You know what your body does in stressful situations? It’s called fight or flight. I barely feel like I took a whole breath some days. As I would lay on the floor at home with a lacrosse ball jabbed into the painful areas i conceptualizad that this had more to do with my pain than anything physical movement-based ever could. I chatted with my friend, Whisper, at the time about the core and pelvic floor and the connection to breath…and there it was… at least a part of the answer. I hadn’t been breathing anywhere but up into my neck and shoulders for nearly 2 years!


By way of that, I had created a non-optimal pattern that prevented me from core and pelvic floor activation that led me straight to the path of the most significant injury (pain-wise) I have had to date.
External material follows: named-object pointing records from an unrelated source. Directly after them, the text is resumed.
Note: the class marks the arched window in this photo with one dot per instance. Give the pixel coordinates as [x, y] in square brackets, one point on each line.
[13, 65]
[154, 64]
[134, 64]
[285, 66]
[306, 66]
To say my road to recovery and function was straight is a precise lie. It has been all curiosity and leaning into the investment in myself. I recall when I was laying on the floor unable to breathe without crying in pain that I got to this place somehow and there has to be a path back. Curiosity has led me down many paths that have informed my entire life’s story.


Reporting that today I move freely and am the strongest I have ever been! My lates personal record for a deadlift is 225 lbs! Something I never imagined possible while laying on the floor contemplating how I was going to put my own pants on.


We make choices everyday- even neutral is a choice. I chose a 1% improvement daily, not 100% overnight!